Don’t Let the Airframe Fool You

Although the Air Force’s new HH-60W Combat Rescue Helicopter is a slimmed-down reboot of the cancelled CSAR-X rescue platform, the CRH will share many of its performance requirements, Air Combat Command officials told Air Force Magazine. While the HH-60W will be built on Sikorsky’s H-60 airframe, “it will be different in many ways” from the Air Force’s legacy HH-60G Pave Hawk model, said William Young, ACC’s personnel recovery weapons systems requirements chief. The payload, for starters, is an area of improvement, said Maj.

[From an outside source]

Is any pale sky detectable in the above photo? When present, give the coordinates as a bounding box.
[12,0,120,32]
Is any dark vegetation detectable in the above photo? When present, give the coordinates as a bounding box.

Joel Soukup, rotary wing branch chief in ACC’s personnel recovery requirements shop. ACC wants the HH-60W to be able to pick up two patients simultaneously on more mission profiles. Currently, with a fully loaded maximum gross weight of around 22,000 pounds for systems, crew, and fuel, the HH-60G is dependent on air refueling support to execute longer and higher flying missions, said Soukup. Personnel recovery planners also want to integrate sensors and flight systems more uniformly in the HH-60W, he said. This equipment is far more “federated” in the Pave Hawk, he noted. Planners also want upgrades to defensive systems, to provide better field of view for the flight crew to detect threats. The new platform, most importantly, will offer improvements in maintainability, said Soukup. HH-60G mission-capable rates are floating around 75 percent and fleet availability is around 59 percent, as of early April, according to ACC.